A reunião da qual Cecilia fala precisa acontecer sempre em lugares públicos, “uma praça ou um parque, por exemplo”. Essa, ela explica, é uma decisão política. “A ideia é tirar o aborto do obscurantismo, do clandestino, da culpa e da vergonha que as mulheres correm o risco de sentir.” Também por esse motivo, quando saem às ruas, as socorristas vestem perucas pink e lenços verdes amarrados ao corpo. “Queremos ser identificadas! Faz parte do ativismo em que acreditamos”, conta Cecilia. Ela garante que ninguém do grupo se sente ameaçada por realizar o trabalho. “Pelo menos na capital, onde atuamos, a mentalidade das pessoas é menos conservadora. A pressão dos grupos religiosos ou de extrema direita não chega até nós.”   

Socorristas (Foto: Ilana Lichtenstein)

É também nessa reunião que falam do misoprostol. Como e quando tomar, seus efeitos colaterais, o tempo que se leva para o aborto ser concluído no corpo. Há duas formas de se tomar o remédio, via oral ou intravaginal. O coletivo ensina que se coloque os comprimidos debaixo da língua. “É uma forma de a mulher se proteger. Um simples exame de sangue não detecta o misoprostol e, portanto, não prova que ela tentou induzir um aborto. Agora, pela vagina podem ficar restos do remédio”, esclarece Cecilia.

Ao fim do encontro grupal, as ativistas compartilham seus números pessoais com as mulheres e acompanham – sempre pelo telefone – cada uma individualmente em todo o processo.

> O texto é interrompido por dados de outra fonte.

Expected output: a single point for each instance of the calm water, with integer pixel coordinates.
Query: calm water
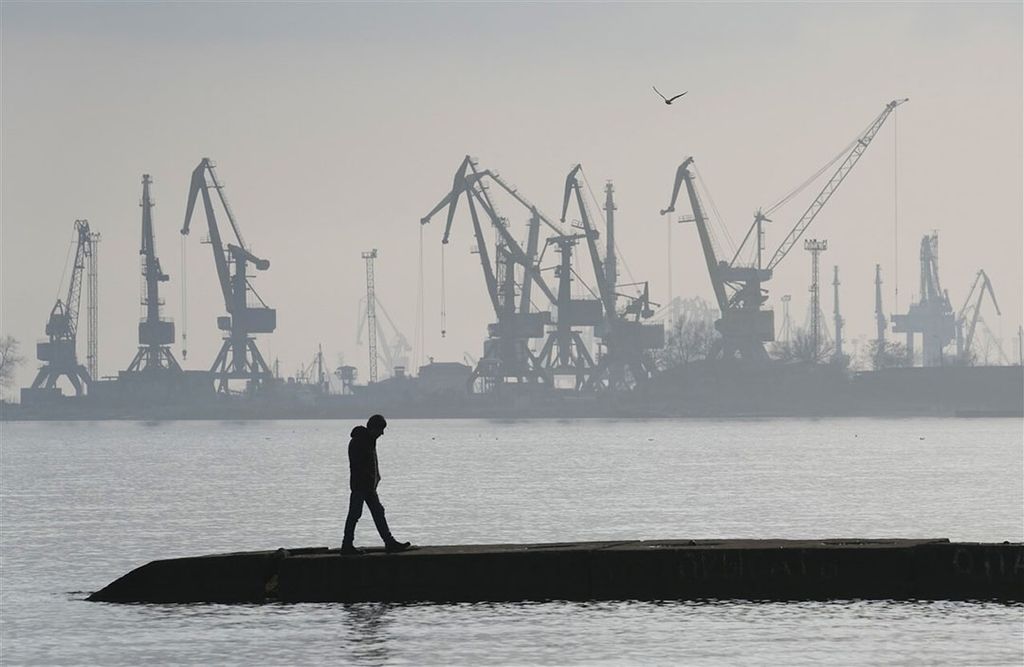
(83, 503)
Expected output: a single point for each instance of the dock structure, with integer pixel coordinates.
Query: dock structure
(834, 569)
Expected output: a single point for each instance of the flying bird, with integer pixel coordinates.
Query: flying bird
(669, 100)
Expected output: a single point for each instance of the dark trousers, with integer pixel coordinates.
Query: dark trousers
(355, 501)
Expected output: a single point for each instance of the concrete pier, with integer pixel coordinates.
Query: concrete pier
(836, 569)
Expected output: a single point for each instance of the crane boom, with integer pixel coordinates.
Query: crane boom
(829, 189)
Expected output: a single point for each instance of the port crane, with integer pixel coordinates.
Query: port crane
(970, 316)
(239, 358)
(738, 286)
(507, 356)
(932, 316)
(58, 351)
(624, 363)
(155, 334)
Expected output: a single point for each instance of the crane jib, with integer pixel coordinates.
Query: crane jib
(844, 169)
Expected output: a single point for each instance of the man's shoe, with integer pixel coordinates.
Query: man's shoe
(395, 547)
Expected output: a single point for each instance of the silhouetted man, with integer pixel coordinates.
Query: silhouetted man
(364, 476)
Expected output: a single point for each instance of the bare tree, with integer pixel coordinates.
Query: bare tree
(690, 339)
(887, 353)
(9, 361)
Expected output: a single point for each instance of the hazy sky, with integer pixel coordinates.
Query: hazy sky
(337, 126)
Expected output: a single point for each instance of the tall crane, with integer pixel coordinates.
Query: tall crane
(155, 334)
(837, 316)
(507, 356)
(239, 358)
(369, 256)
(932, 316)
(58, 351)
(737, 286)
(625, 363)
(970, 315)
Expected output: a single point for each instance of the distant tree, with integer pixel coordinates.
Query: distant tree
(801, 348)
(9, 361)
(887, 353)
(689, 339)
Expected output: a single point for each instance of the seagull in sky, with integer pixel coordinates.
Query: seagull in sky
(669, 100)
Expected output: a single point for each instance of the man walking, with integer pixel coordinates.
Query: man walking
(364, 476)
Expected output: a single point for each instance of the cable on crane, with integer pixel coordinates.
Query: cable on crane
(184, 299)
(721, 222)
(817, 174)
(896, 209)
(443, 305)
(64, 273)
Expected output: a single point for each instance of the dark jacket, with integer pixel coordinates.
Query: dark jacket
(364, 470)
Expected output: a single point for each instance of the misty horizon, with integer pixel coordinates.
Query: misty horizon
(331, 144)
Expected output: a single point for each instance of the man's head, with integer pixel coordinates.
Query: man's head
(376, 425)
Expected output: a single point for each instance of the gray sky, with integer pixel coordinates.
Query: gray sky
(337, 126)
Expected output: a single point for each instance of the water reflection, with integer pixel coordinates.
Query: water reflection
(367, 630)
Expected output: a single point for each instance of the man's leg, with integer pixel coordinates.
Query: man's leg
(354, 511)
(377, 511)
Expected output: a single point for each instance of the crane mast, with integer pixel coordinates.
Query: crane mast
(507, 355)
(880, 317)
(972, 308)
(624, 363)
(155, 334)
(239, 358)
(859, 146)
(743, 325)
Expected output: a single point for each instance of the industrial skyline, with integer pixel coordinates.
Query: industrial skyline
(333, 141)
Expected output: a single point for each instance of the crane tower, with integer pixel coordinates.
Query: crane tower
(737, 285)
(155, 334)
(815, 247)
(239, 358)
(371, 313)
(58, 351)
(838, 318)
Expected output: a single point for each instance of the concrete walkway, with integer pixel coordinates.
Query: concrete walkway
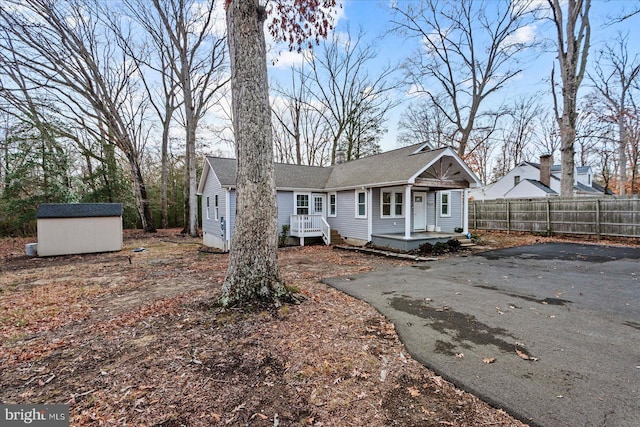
(559, 324)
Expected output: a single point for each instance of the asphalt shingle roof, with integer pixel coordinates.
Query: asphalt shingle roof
(390, 168)
(79, 210)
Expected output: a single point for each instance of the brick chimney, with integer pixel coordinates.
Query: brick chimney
(546, 161)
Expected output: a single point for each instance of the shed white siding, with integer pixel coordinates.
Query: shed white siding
(67, 236)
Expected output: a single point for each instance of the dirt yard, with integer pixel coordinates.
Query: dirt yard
(135, 338)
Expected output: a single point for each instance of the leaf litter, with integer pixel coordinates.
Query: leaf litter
(137, 339)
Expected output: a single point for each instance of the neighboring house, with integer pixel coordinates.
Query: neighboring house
(391, 199)
(79, 228)
(532, 180)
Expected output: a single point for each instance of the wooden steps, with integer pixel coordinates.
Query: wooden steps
(336, 238)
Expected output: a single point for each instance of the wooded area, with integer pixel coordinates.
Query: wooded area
(607, 216)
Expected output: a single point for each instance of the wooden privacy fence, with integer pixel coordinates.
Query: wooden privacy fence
(605, 216)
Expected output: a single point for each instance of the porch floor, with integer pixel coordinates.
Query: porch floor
(399, 242)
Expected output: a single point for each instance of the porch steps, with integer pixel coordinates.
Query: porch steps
(336, 238)
(466, 243)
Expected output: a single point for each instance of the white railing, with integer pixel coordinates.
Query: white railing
(309, 226)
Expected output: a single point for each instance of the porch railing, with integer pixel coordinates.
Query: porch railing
(310, 226)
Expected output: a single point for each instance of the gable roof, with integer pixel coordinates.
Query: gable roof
(395, 167)
(78, 210)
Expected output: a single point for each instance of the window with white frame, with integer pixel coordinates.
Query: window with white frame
(391, 204)
(361, 204)
(333, 204)
(445, 203)
(302, 204)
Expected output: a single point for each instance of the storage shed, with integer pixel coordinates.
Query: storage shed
(79, 228)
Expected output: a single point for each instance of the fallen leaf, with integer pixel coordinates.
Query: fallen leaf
(413, 391)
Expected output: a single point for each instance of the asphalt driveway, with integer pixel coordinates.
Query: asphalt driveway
(549, 332)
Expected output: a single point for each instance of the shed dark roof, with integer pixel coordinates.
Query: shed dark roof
(79, 210)
(541, 186)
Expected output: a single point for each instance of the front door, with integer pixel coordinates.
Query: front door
(419, 211)
(318, 202)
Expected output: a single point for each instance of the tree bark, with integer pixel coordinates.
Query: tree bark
(253, 275)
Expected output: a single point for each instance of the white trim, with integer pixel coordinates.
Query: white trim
(357, 203)
(369, 209)
(449, 152)
(392, 204)
(295, 202)
(440, 194)
(335, 214)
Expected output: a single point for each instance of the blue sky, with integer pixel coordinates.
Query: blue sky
(373, 16)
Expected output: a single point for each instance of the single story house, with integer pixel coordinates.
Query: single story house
(79, 228)
(532, 180)
(399, 198)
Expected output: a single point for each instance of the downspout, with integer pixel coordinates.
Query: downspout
(370, 212)
(407, 212)
(227, 212)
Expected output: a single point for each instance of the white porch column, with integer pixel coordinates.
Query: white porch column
(407, 212)
(465, 211)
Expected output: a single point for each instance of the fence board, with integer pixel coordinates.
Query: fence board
(606, 216)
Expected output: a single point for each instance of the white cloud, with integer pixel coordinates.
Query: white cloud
(523, 35)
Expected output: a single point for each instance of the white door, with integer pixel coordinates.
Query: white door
(318, 203)
(419, 211)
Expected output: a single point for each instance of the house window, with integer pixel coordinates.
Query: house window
(398, 204)
(302, 204)
(333, 208)
(391, 204)
(361, 204)
(445, 203)
(386, 203)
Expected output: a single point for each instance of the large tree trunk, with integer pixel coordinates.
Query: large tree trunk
(253, 275)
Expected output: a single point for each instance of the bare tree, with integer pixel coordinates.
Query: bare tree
(253, 275)
(344, 88)
(519, 127)
(613, 77)
(424, 121)
(66, 54)
(301, 134)
(573, 39)
(198, 57)
(468, 50)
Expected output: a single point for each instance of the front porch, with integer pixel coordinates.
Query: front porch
(400, 242)
(303, 226)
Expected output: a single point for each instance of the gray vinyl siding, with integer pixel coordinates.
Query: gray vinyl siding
(345, 221)
(212, 189)
(285, 208)
(386, 225)
(431, 208)
(449, 224)
(232, 211)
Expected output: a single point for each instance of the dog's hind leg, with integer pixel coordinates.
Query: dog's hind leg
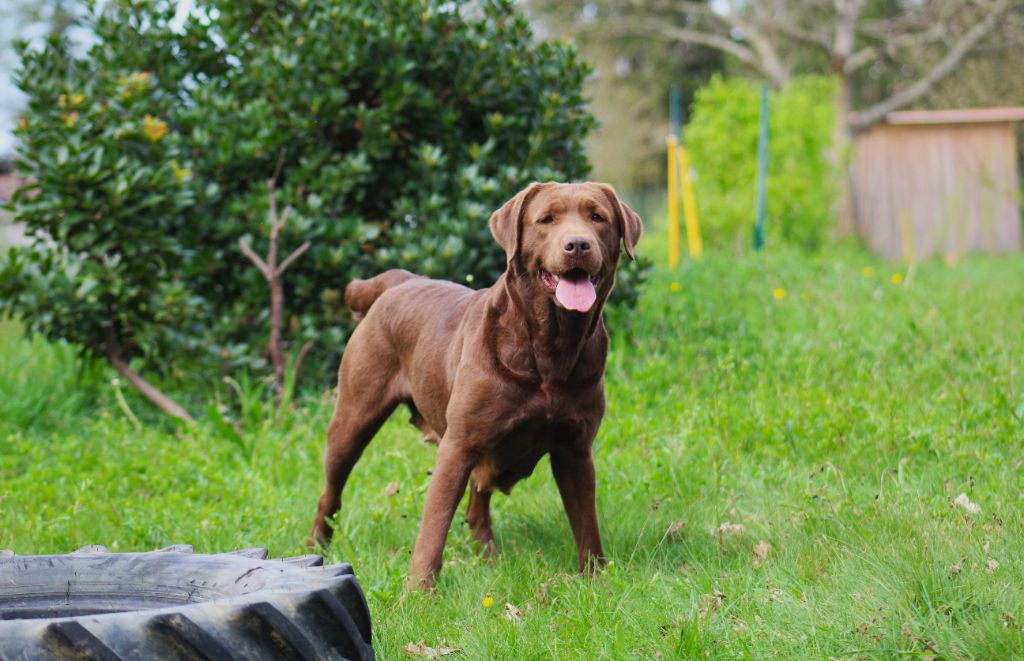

A última etapa é a ida a um posto de saúde; fase obrigatória do atendimento. “Pedimos que, uma semana após a interrupção, ela vá a um hospital e peça por uma ultrassonografia. O exame vai mostrar se o corpo está limpo e sem infecções. A fala delas deve ser ‘tive um aborto espontâneo e preciso da ultrassonografia’”, conta Mariana, que tem uma frase padrão para quando atende a linha do coletivo: “Hola, compañera, las Socorristas están aquí por ti. ¿Como puedo ayudar?”.